Here's what can be extracted based on the provided document:
1. A table of acceptance criteria and the reported device performance
The document does not specify quantitative acceptance criteria or detailed reported performance metrics in a table format as would be typical for a new AI device or a novel functional device. Instead, it relies on demonstrating substantial equivalence to a predicate device through:
Acceptance Criterion (Implicit) | Reported Device Performance |
---|---|
Functional Equivalence to Predicate Device | "Design analysis and comparison as well as in vitro testing confirm that basic functional characteristics are substantially equivalent to the predicate device cited." |
"The subject device(s) consist of a family of endoscopic instruments... These instruments attach to the two instrument manipulator arms on the Intuitive Surgical® da Vinci™ Endoscopic Instrument Control System." | |
"The instruments [...] are essentially identical in size and shape to the referenced predicate device, and represent standard embodiments of surgical tools modified for use with the Intuitive Surgical® Endoscopic Instrument Control System." | |
Intended Use Equivalence to Predicate Device | "Intuitive Surgical® Endoscopic Instruments including scissors, scalpels, forceps/pick-ups, needle drivers and electrocautery are intended for endoscopic manipulation of tissue, including: grasping, cutting, blunt and sharp dissection, approximation, ligation, electrocautery and suturing." (Matches predicate's intended use). |
Technological Characteristics Equivalence to Predicate Device | "The technological characteristics of the subject devices are the same as for the predicate devices." |
2. Sample sized used for the test set and the data provenance (e.g. country of origin of the data, retrospective or prospective)

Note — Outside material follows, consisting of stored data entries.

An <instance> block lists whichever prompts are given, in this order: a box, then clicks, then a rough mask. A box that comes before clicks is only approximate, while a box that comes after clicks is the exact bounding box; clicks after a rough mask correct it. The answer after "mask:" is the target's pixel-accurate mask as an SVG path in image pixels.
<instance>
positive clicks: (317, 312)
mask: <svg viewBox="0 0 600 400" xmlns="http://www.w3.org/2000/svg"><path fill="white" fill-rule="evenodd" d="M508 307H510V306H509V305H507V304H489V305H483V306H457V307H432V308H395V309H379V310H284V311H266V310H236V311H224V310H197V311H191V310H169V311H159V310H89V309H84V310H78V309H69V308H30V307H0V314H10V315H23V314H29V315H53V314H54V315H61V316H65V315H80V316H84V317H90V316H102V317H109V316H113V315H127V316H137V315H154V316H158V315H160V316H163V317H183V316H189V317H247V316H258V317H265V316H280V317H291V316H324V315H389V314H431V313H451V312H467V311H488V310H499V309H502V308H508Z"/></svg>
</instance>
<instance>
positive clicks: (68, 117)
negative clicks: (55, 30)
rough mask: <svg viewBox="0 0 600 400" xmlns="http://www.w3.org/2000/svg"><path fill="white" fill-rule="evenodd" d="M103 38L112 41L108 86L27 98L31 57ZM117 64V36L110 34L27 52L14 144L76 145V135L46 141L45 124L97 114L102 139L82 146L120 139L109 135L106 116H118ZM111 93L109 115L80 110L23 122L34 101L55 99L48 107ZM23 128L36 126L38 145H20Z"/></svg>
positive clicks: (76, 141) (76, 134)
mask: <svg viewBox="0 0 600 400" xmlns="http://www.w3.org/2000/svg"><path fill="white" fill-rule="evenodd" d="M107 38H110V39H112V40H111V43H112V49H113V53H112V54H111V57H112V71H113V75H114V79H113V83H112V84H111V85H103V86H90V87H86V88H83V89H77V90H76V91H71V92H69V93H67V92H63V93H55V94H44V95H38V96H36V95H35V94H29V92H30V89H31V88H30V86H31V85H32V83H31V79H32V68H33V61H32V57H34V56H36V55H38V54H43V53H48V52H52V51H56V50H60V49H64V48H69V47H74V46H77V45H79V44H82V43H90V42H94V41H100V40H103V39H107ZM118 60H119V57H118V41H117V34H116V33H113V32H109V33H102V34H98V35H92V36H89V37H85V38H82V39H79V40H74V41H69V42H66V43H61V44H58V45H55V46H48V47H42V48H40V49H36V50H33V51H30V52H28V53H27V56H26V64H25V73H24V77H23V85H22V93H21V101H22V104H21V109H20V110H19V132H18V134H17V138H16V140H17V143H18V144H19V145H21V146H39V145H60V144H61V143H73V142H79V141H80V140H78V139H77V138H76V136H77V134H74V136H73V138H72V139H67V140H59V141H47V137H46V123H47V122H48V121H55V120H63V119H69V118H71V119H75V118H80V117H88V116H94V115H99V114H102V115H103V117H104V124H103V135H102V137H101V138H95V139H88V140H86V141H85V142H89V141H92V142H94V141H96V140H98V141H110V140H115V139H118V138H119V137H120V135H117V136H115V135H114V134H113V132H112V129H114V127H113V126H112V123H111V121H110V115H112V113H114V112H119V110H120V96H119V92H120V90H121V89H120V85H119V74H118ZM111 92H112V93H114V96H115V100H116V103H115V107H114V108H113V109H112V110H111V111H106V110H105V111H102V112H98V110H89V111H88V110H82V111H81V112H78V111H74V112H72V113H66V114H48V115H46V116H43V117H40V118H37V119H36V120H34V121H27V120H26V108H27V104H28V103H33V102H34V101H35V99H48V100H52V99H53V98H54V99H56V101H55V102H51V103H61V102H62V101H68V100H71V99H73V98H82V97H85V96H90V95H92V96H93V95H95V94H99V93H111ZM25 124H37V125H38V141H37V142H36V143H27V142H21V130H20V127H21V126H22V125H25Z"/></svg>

Not applicable, as this is not a study involving human data or a test set in the context of AI performance. The "test set" would refer to the instruments themselves undergoing engineering and in vitro (bench) testing. The document does not specify sample sizes for these tests, which is common for 510(k) summaries of traditional devices unless a specific performance claim requires it. Data provenance beyond "in vitro testing" is not mentioned.
3. Number of experts used to establish the ground truth for the test set and the qualifications of those experts (e.g. radiologist with 10 years of experience)
Not applicable. Ground truth in this context would refer to engineering specifications and performance expectations for surgical instruments, not expert interpretation of medical images or patient outcomes.
4. Adjudication method (e.g. 2+1, 3+1, none) for the test set
Not applicable. Adjudication methods are relevant for subjective interpretations, typically in clinical studies or expert review of data, which is not the case here.
5. If a multi reader multi case (MRMC) comparative effectiveness study was done, If so, what was the effect size of how much human readers improve with AI vs without AI assistance
Not applicable. No AI component is described in this device submission.
6. If a standalone (i.e. algorithm only without human-in-the-loop performance) was done
Not applicable. No AI component is described in this device submission.
7. The type of ground truth used (expert consensus, pathology, outcomes data, etc)
The "ground truth" for these surgical instruments would be established through engineering specifications, design requirements, and in vitro performance testing confirming material properties, mechanical integrity, functional movement, and compatibility with the da Vinci™ system.
8. The sample size for the training set
Not applicable. There is no AI training set as this is not an AI device.
9. How the ground truth for the training set was established
Not applicable. There is no AI training set.